"Y" Is for Yesterday
- First edition cover
- Author: Sue Grafton
- Language: English
- Series: Alphabet Mysteries
- Genre: Mystery fiction
- Publisher: G. P. Putnam's Sons
- Publication date: August 22, 2017
- Publication place: United States
- Media type: Print (Hardcover)
- Pages: 496 first edition
- ISBN: 978-0-399-16385-2
- Preceded by: "X"

= "Y" Is for Yesterday =

2017 mystery novel by Sue Grafton

"Y" Is for Yesterday is the twenty-fifth and final novel in the "Alphabet" series of mystery novels by Sue Grafton. Grafton intended to write a Z novel, but she died before she was able to do so. It features Kinsey Millhone, a private detective based in the fictional city of Santa Teresa, California.

The novel, set in 1989, finds Kinsey getting pulled into a decade-old case involving a sexual assault at an elite private school. The novel, published by G. P. Putnam's Sons, was released in the United States on August 22, 2017.

==Plot summary==
In 1979 Iris Lehmann steals a test to help her best friend, Poppy Earl, a fellow student at a private high school in Santa Teresa.

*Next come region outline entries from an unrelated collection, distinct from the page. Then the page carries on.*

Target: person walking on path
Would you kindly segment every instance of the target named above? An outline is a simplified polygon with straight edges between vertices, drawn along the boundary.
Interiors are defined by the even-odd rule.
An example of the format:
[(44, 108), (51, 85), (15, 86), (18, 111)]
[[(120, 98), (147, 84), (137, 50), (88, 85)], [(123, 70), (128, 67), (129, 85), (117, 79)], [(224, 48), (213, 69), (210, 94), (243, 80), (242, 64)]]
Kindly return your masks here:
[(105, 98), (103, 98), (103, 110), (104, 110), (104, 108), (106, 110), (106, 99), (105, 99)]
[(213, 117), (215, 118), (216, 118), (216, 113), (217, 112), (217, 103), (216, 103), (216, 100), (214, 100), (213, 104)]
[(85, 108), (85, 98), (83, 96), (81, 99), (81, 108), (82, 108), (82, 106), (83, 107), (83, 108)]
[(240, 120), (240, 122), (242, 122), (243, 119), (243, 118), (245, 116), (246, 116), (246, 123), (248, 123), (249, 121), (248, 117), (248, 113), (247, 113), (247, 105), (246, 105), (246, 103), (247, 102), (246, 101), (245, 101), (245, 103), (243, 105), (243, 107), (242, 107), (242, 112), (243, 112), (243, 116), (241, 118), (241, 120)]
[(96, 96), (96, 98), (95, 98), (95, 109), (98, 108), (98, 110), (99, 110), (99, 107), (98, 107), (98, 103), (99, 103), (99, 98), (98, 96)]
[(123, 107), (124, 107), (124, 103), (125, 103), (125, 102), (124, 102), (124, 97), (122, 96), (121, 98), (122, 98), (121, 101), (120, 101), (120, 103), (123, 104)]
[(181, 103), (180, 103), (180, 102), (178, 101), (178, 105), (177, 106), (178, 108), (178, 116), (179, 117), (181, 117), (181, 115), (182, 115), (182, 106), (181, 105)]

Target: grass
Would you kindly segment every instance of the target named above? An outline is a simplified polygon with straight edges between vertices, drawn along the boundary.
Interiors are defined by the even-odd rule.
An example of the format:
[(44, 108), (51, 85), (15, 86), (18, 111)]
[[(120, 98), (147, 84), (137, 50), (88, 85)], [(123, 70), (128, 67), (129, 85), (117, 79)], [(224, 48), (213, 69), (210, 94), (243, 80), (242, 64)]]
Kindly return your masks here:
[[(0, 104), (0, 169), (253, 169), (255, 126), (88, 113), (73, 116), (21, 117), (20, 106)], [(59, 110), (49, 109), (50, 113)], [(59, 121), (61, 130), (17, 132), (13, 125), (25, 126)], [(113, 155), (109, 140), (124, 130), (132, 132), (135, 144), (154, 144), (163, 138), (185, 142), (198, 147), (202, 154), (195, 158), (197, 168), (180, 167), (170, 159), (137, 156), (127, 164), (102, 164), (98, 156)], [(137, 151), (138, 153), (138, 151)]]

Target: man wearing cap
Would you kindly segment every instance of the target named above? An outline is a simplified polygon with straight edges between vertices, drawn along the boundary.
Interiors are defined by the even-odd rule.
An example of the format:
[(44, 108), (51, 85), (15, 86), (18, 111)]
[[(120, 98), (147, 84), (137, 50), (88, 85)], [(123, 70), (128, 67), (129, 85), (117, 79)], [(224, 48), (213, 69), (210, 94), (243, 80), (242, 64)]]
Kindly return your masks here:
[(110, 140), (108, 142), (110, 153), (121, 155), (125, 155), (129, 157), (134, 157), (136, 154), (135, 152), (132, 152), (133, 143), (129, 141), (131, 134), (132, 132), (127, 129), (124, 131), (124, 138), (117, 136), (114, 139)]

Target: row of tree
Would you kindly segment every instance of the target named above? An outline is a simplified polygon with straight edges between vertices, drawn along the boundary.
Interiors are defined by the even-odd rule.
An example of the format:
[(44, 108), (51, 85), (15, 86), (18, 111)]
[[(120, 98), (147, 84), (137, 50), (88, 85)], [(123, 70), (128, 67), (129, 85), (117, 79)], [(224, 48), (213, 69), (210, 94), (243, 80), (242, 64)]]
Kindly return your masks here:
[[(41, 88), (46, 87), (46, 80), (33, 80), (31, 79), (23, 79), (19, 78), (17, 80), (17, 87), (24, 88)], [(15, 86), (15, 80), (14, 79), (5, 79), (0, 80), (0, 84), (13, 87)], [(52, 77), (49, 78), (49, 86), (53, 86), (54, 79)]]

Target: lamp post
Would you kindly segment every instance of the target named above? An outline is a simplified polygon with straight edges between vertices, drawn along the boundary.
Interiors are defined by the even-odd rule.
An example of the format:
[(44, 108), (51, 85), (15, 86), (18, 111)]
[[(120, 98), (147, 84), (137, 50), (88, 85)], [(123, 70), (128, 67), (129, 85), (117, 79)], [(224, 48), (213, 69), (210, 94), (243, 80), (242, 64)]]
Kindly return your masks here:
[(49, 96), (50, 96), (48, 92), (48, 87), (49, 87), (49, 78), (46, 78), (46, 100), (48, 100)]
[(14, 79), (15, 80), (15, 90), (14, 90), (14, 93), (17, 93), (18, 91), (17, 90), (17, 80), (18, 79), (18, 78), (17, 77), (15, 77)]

In the same year four teenage boys from the school sexually assault a classmate and film the attack. When the tape goes missing, the suspected thief, a classmate, is murdered. In the investigation that follows, one student turns state's evidence and two of their peers are convicted.

Fast-forward to 1989 and one of the perpetrators, Fritz McCabe, is released from prison. McCabe's parents receive a copy of the attack that was filmed, along with a ransom demand. The McCabe family calls Kinsey Millhone for help.

In an interview with NPR on August 20, 2017, Grafton stated the basis of the book was an amalgamation of two actual events: "The origin was a case that happened in Santa Barbara, where a kid was picked up because his brother owed $1,500 to a drug dealer. And eventually, he was shot and killed up in the mountains. Second part of the plot was from a case down in Orange County, where some kids –always kids– assaulted a girl and filmed it and then circulated this bunch of photographs, which she knew nothing about until somebody told her."

==Publication history==
Y Is for Yesterday by Sue Grafton was published on 22 August 2017 by Marian Wood Books/Putnam, an imprint of Penguin Publishing Group, a division of Penguin Random House LLC.

==Reviews==
On August 30, 2017, "Y" Is for Yesterday topped USA Todays best-seller list. On September 1, 2017, it topped The New York Times Best Seller list and was later placed on its Fiction Best Sellers of 2017 list. Publishers Weekly reviewed the book with the following blurb: "Grafton once again proves herself a superb storyteller."